Murray’s 6-2, 7-5, 6-3 demolition of the world No.74 today was swift, it was ruthless and it was just what the Centre Court crowd had wanted to see. Murray’s first round four-setter against Robert Kendrick had been good enough but it was not quite the statement of intent the faithful wished to see from the man they hope and believe can become their first British winner in 73 years. This performance was positively vindictive. Now that was more like it.

In some ways it did not seem fair – Britain’s No.1 having to take on Ernests. Two of them? Latvians in plural? But it would not have mattered how many Gulbises (or should that be Gulbii?) Murray faced today, he was more than a match for the lot of them.

Gulbis first came to everyone’s attention last year when, as a young and talented lad with a welting serve, he started to annoy the top boys at the top tournaments: Rafael Nadal here in SW19 and Andy Roddick at the US Open. He was not beating them but he was impressing them.

But at only 20, he was still learning his trade and maintaining that form was a little beyond him. This year he has struggled and his ranking has slumped to No.74 in the world but, still, everyone knows that beneath that boyish exterior there is a golden talent – and it is bound to emerge at some point.

Murray, then, was determined to put his younger rival in his place. Where “Tiger” Tim Henman used to walk on to the Centre Court with a tense look of hope and desperation, Murray marched on and sent Gulbis packing with a flea in his ear: this is my court, pal, and you are not welcome.

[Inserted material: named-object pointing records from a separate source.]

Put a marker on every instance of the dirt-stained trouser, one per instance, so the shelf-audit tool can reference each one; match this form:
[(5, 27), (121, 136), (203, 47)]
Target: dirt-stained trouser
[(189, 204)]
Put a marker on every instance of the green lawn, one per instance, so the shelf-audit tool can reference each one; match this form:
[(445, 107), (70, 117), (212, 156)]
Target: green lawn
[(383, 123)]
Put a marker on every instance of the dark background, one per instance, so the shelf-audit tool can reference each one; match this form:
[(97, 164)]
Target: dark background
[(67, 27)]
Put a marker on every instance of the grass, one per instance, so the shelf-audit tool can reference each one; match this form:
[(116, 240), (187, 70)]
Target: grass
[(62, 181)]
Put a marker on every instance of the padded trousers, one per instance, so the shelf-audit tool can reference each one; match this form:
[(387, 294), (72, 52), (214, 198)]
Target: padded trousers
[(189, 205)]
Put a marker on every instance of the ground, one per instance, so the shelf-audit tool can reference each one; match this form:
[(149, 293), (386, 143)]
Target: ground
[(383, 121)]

Gulbis was clearly not used to being treated in such a manner. His father is a multi-millionaire businessman and his mother is a famous actress (well, famous in Latvia). From a seriously well-heeled family, he is rumoured to have been flown to the Beijing Olympics in Daddy’s personal jet. He even has a website dedicated to his story called “The Importance of Being Ernests”. Our friend from Latvia is obviously used to the good life.

But there was precious little that was good for Gulbis as he took on Murray. He started by trying to hit the ball as hard as possible – that really didn’t get him very far. He tried serving a fast as possible – but he was up against one of the best returners in the game. Then he tried a drop shot or two – but Murray was moving like a whippet on wheels, so that didn’t work either.

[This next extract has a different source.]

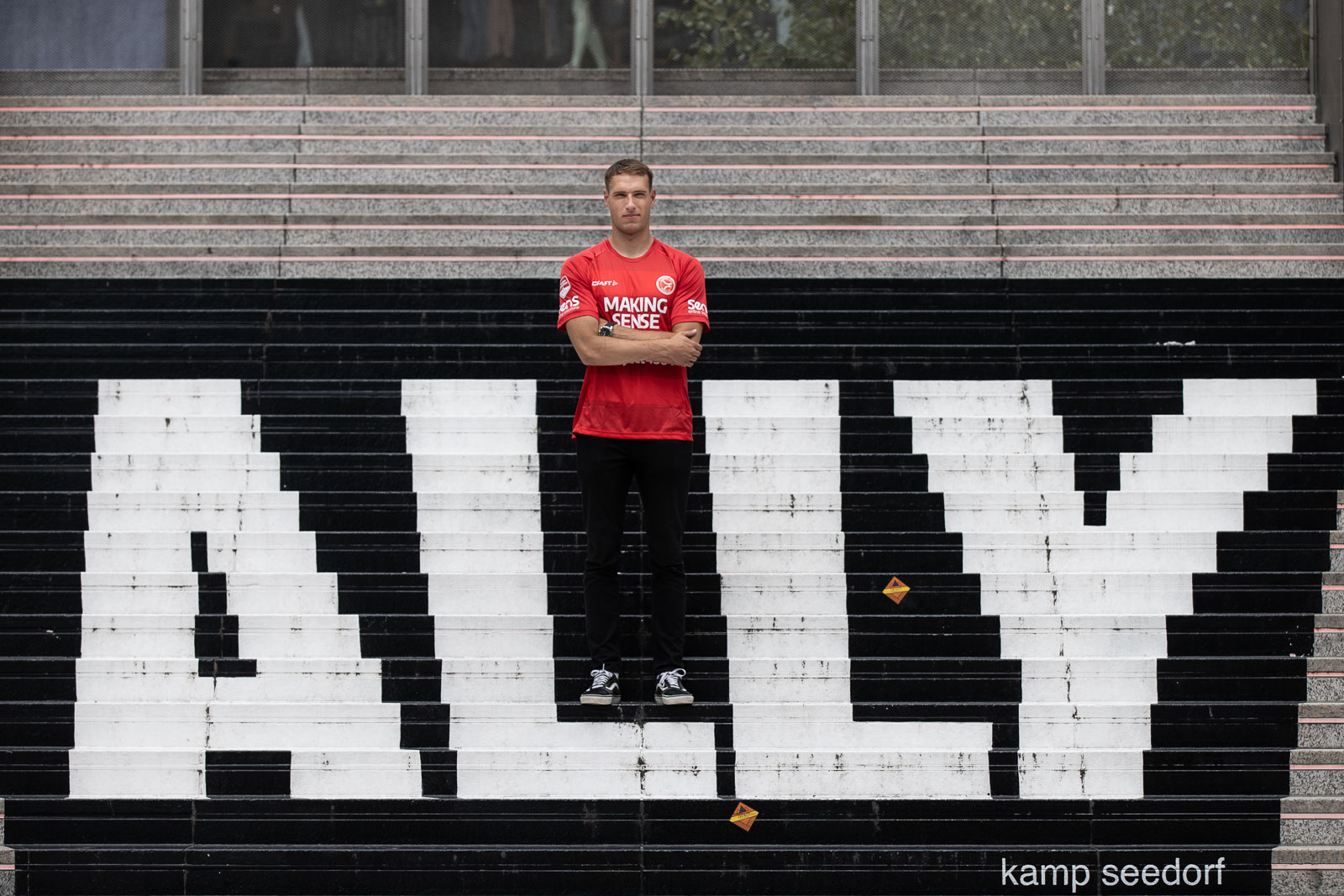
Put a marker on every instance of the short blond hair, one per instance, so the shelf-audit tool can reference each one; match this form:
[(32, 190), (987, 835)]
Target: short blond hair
[(629, 167)]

At the other end of the court, Scotland’s finest was going through his repertoire. His serve was earning him free points like it was going out of fashion (11 aces are good; 36 unreturned serves are better), his backhand was tearing Gulbis to shreds and his lobs and dropshots were played to perfection.

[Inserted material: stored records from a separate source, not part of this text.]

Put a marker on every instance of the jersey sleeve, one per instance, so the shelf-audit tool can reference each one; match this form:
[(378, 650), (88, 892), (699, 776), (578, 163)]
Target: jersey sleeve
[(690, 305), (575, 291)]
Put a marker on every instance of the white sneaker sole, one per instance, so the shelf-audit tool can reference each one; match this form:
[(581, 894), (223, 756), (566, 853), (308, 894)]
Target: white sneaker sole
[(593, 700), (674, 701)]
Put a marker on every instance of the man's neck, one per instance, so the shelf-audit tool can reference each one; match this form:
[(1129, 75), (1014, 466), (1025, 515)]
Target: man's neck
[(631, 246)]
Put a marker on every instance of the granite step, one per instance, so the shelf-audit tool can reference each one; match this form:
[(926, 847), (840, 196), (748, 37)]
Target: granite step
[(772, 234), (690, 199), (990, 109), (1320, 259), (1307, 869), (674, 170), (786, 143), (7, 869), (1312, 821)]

After a set or so of this, Murray more than had Gulbis’s measure. Now he was toying with his opponent and luring him into a large hole with the word “trap” above it.

Taking the pace off the ball, he sliced Gulbis into little pieces, dragging him closer and closer to the edge of the pit. And every time, Gulbis fell into it. It was fascinating to watch – and it must have been hellish to play against.

So we have learned two things from Murray’s second round match. First, the Scot is stepping up the pace perfectly for a serious assault on the sharp end of the tournament. Second, never, ever get Murray angry before you have to play him.